Once that's done, tackle these chair exercises without leaving your desk. Do it all day – and please find time for your mind and muscles for daily exercise.
The best chair exercises to relieve pain while sitting
1. Glute activation
A flat back of the head doesn't mean you lack the genetics of an offensive lineman. It's more of a symptom of tight hips and poor movement patterns that translate into disabled glutes, leading to postural discomforts like back pain. To activate these muscles without standing, squeeze the glutes one by one throughout the day. Do it at your desk or while you're stuck on either side in a set of 10 meeting. When it comes to chair exercise, this couldn't be easier.
2. Shoulder drop
Sitting around the shoulders creates a hunched look while also contributing to neck and back pain. During your day at your desk or in a meeting, pull your shoulders back and down in sets of 10. Imagine rolling them down towards your back pockets. This will reset posture and prevent neck pain.
3. Tummy tuck
The transverse abdomen is a remarkable small muscle from which movement from the core region begins. Unfortunately, sitting too much also shuts it down. Reactivate it by slowly pulling your belly button away from your belt buckle or waistband. Don't think about sucking in your bowels or holding your breath, just slowly moving your belly button back and forth.
4. Ball pushes
Pressable stress balls were a popular office gift years ago. Stress relief is still important, but carpal tunnel syndrome has become an epidemic because of the amount of time we spend on a computer or smartphone. Keep a golf ball and / or lacrosse ball at your desk and grab it several times a day. Roll it along your fingers and especially along the hand pads to relieve tension.
5. Toe rolls
Take the same golf ball and / or lacrosse ball and roll it over the soles of your feet, ideally barefoot, but at least in socks.
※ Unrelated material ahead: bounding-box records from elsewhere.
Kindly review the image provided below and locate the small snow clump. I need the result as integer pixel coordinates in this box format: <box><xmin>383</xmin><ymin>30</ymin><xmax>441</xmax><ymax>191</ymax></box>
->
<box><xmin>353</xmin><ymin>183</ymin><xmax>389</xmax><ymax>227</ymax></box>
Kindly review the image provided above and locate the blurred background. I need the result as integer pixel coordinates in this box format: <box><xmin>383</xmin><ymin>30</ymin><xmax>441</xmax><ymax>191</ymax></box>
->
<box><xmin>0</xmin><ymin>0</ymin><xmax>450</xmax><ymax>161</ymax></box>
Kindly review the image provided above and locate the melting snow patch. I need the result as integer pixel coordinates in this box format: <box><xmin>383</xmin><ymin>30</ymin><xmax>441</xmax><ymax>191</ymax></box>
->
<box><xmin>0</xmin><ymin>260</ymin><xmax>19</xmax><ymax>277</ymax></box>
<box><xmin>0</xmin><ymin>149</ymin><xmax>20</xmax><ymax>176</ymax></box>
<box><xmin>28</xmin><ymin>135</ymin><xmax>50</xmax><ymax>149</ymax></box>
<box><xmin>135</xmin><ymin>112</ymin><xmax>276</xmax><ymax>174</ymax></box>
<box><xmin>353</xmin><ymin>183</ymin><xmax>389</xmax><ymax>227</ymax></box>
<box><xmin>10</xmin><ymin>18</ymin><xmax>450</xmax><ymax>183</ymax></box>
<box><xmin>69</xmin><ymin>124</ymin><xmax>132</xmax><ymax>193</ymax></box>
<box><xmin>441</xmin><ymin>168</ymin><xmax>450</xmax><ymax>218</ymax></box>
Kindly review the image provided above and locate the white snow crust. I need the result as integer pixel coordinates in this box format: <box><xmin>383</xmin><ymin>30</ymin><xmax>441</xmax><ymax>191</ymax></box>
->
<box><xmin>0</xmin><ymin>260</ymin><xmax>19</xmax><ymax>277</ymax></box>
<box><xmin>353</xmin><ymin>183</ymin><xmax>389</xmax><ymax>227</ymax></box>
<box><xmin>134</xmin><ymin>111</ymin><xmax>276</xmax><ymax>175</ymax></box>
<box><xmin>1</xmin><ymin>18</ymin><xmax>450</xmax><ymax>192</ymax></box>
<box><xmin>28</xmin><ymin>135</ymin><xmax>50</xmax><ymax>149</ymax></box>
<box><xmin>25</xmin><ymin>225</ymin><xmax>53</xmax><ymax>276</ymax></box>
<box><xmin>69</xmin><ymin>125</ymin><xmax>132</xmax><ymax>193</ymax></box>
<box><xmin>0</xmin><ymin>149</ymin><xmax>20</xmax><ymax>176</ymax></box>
We have a lot of tension in our feet, and rolling releases that stress while improving our sense of proprioception, which helps the body avoid falls. Roll between your toes along the length of your feet to your heels.
6. Towel stretch
This is another effective stretch for opening up your hunched shoulders. If you don't already have enough flexibility, you'll need to keep a small towel by your desk. With one hand, lean forward behind your neck, holding the towel and your elbow up. With the other hand, gently pull down on the other end of the towel. You will likely find this easier on one side than the other. Unlike many stretches, this stretch can progress relatively quickly if done daily, to the point where you can forego the towel and gradually grab your hands on either side. Perform a set of 10 two-second holds on each side.
7. Ankle stretching
Our ankles go unused at a desk during all these hours. Hold it at full activation with a simple stretch. With your feet outstretched, bend your feet off the floor and point your toes down. Hold down the button until two and repeat for a set of 10. Then, keep your feet dorsal and pull your toes toward your shins. Hold down button two and repeat for a set of 10.
Pete Williams is a NASM certified personal trainer and author and co-author of several books on performance and training.